ArvinMeritor Workers See Slimmer Salaries
6/1/09
Top executives at auto supplier ArvinMeritor may not be thrilled with the company's decision to temporarily reduce their pay by 10.0%, but investors rewarded the company by pushing shares up nearly 50.0% on Tuesday.
Citing worsening economic conditions, ArvinMeritor said its chief executive, chief financial officer, executive vice president and several senior vice presidents would be affected by the decision, which is part of the company's larger cost-cutting initiatives. Other high-ranking employees will have their pay temporarily cut by 5.0%,
Charles McClure, the company's board chairman, president and chief executive, earned a base salary of $1.1 million in 2008.
Investors showed their support for the move, which was announced late Monday, by snapping up the company's stock, which closed Tuesday's trading session ahead by $1.28, or 49.9%, at $3.95.

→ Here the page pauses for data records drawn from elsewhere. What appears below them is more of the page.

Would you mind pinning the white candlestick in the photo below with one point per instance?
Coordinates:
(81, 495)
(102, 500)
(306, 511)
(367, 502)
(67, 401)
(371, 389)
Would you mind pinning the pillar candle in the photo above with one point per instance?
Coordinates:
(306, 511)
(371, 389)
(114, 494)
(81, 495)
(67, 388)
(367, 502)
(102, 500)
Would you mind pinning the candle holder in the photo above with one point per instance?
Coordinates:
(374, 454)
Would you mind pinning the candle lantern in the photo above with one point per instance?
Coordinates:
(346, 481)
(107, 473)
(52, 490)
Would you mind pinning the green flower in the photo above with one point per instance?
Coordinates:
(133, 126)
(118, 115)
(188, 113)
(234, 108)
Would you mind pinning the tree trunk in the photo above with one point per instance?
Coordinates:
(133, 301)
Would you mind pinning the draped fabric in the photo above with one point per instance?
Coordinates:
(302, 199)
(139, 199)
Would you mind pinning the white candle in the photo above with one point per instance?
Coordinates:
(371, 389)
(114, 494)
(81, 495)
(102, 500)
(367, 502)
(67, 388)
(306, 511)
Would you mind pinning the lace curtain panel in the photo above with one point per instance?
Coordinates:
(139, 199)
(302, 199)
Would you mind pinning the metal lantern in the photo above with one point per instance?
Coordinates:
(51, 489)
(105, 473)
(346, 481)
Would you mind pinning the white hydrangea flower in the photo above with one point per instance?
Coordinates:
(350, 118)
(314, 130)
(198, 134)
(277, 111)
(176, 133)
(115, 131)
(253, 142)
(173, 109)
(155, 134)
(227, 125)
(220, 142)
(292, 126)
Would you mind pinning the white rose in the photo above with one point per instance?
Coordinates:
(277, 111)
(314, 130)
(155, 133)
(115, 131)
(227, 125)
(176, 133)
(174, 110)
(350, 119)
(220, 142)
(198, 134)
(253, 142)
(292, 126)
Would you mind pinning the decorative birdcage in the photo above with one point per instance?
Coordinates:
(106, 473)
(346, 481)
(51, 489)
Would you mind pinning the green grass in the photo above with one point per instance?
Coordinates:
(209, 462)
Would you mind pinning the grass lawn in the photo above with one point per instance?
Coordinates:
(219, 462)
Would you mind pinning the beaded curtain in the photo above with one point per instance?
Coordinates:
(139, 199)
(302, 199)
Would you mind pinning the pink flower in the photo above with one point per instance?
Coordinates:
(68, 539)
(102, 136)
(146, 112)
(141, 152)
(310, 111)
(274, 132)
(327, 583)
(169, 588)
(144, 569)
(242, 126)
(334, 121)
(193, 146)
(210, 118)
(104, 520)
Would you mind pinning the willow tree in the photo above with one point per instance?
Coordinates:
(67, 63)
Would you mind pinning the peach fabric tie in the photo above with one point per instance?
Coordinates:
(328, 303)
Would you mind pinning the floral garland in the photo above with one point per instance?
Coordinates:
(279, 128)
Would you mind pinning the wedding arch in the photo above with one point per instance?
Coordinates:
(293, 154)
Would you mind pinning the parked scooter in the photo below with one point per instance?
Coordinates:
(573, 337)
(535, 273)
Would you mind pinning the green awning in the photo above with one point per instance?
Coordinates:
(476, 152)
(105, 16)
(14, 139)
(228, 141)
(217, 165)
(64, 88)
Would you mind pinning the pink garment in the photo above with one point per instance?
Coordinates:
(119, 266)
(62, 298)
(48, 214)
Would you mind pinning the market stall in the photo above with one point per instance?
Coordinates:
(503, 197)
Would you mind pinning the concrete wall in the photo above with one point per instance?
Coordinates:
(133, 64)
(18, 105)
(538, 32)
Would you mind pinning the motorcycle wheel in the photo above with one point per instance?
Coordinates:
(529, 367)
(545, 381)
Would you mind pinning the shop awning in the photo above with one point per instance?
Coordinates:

The auto supplier said pay changes go into effect starting Jan. 16, and declined to estimate when original salary rates could be reinstated. The decision is tied to the performance of the U.S. auto industry, which teetered on collapse as macroeconomic conditions forced consumers to reduce discretionary spending and tight credit conditions diminished attractive financing options, making car and truck sales difficult. Although the U.S. government recently approved a bailout package for the auto industry, it is yet to be seen whether the goverment efforts will be enough to spur a turnaround.
ArvinMeritor, which supplies parts to automakers, has been along for the bumpy ride since manufacturers have drastically cut production in response to deteriorating demand. Last year, the Troy, Mich.-based company reduced its workforce by 7.0% and withdrew its 2009 guidance, which was already well below analysts' expectations.